I can tell you that the first big LOL moment from a higher power was the thought that I was going to be upright and controlling the narrative and the way I communicated with friends and family members, when or if, I wrote a post like this.

The universe was like LOL M*** F*****!!!!!

You have zero control.

We know this. We’re told this. We learn this.

We quickly forget this.

The second LOL moment was any hope that my being as healthy as possible was going to be any kind of get out of jail free card. Being mindful of your health helps. It’s helped me get this far with a 7.5 inch tumor in my chest. It’s helped me during this hospital stay. It will continue to help me.

As I reflect on what I know to be true for me, right now in this moment:

I am in a safe hospital with an amazing care team at Maine Medical Center.
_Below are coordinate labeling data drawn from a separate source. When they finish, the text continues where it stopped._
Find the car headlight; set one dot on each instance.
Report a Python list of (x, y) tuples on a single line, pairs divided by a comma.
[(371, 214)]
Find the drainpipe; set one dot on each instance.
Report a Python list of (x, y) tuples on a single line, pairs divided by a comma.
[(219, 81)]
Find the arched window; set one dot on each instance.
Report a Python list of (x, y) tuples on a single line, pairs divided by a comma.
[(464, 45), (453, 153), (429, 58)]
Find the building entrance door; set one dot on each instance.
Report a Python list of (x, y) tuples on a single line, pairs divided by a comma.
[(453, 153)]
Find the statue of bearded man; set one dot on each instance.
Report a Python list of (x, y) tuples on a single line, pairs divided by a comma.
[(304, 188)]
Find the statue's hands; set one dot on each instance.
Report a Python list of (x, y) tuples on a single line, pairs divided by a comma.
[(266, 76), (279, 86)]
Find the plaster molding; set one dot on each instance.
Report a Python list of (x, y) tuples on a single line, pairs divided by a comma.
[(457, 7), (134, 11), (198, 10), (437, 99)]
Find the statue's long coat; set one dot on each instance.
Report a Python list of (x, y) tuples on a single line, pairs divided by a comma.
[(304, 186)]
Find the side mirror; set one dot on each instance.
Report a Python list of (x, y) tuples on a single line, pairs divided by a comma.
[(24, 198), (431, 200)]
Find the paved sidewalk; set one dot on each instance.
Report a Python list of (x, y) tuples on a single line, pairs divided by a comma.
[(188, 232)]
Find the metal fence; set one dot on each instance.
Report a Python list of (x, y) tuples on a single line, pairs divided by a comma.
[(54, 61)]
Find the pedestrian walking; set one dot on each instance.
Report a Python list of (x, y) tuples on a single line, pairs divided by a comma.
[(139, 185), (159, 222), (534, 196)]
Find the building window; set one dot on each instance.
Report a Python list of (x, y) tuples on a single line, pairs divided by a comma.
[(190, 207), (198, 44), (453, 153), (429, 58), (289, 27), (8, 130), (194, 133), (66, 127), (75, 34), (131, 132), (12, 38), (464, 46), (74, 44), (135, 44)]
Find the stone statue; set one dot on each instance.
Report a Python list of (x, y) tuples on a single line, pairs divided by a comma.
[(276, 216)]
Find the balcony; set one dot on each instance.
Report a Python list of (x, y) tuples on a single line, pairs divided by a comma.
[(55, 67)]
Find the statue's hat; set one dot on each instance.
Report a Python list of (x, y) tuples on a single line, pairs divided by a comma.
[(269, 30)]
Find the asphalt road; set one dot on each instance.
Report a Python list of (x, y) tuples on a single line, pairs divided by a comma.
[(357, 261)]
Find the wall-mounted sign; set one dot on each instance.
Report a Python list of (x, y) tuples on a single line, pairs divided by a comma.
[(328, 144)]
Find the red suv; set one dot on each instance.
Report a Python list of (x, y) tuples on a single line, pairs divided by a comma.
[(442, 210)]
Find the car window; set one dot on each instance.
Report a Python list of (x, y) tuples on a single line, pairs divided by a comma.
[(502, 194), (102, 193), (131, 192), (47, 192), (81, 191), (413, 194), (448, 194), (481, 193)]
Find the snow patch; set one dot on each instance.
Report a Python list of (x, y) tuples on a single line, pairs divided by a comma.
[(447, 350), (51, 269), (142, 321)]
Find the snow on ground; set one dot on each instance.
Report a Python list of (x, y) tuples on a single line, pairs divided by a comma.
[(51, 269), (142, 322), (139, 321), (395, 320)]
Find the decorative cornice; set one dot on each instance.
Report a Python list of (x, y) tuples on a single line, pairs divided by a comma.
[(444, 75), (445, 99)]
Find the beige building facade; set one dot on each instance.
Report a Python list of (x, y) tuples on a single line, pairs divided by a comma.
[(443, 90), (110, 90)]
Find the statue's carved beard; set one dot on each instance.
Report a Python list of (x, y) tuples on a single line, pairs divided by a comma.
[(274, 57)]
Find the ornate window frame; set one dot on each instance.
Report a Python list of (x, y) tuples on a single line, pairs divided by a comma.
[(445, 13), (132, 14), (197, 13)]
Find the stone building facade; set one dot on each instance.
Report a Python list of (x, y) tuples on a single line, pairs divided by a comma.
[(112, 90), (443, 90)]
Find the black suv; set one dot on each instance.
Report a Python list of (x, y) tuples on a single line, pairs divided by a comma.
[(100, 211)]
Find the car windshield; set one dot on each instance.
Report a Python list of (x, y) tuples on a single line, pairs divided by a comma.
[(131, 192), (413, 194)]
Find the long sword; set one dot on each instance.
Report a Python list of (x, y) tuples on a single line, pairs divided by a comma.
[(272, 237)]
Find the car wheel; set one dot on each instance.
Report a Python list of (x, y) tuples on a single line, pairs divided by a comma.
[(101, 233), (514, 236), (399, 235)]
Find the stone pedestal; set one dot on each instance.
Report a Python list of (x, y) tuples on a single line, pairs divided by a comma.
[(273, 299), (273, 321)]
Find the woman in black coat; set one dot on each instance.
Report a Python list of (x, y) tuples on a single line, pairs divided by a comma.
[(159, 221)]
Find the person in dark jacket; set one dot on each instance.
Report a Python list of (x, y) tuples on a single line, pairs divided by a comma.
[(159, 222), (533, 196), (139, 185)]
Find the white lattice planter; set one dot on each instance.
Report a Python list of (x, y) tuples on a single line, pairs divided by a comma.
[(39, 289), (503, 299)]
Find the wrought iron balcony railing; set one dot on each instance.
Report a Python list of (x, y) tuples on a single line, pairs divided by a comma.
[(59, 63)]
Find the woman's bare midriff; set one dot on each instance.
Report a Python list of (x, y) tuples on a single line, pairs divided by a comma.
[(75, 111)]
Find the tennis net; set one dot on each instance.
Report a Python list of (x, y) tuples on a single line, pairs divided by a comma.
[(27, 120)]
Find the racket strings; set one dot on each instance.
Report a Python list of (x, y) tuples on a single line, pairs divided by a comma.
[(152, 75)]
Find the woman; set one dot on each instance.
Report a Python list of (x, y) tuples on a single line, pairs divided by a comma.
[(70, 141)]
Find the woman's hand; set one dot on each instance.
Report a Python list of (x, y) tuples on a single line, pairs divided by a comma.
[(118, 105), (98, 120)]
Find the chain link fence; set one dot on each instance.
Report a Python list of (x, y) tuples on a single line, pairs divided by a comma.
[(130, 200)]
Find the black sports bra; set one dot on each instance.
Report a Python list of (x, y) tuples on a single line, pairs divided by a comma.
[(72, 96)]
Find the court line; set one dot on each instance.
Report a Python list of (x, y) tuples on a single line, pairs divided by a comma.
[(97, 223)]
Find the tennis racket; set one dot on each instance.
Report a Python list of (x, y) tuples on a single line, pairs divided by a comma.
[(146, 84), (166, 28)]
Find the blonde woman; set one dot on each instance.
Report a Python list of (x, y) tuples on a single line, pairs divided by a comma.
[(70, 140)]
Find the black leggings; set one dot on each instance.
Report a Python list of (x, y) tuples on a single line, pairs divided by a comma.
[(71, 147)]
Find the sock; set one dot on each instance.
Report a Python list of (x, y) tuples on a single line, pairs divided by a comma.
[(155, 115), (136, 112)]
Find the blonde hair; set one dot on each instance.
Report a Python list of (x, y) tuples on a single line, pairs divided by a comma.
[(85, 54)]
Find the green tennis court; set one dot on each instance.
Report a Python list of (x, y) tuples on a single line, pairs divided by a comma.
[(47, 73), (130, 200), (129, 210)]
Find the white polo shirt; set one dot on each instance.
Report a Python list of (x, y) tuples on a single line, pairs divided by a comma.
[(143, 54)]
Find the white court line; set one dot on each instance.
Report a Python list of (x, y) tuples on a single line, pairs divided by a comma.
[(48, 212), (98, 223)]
My nurses and doctors and CNA’s are humans who treat me as human.

I have a wonderful network of friends and family, and I thank all of you who have texted, called and left messages. I read them at my lower moments and take great heart in them.

I am a personal trainer.

I have cancer.

My official diagnosis is Non-Hodgkin’s Lymphoma. I’m in the first of six rounds of chemo that started yesterday. I’ll deal with it in the way that I’ve dealt with most other personal trials – through journaling and being as open as I can about my journey, as much as I’m able and feel called to do so. There are many, many, many of you who may read this who have faced a similar journey and experienced, or are experiencing your own 1,000 papercut scenarios.

I have found in the past that sharing our stories can open up the hearts of others, and I can think of no better reason for allowing some of the inside stories out.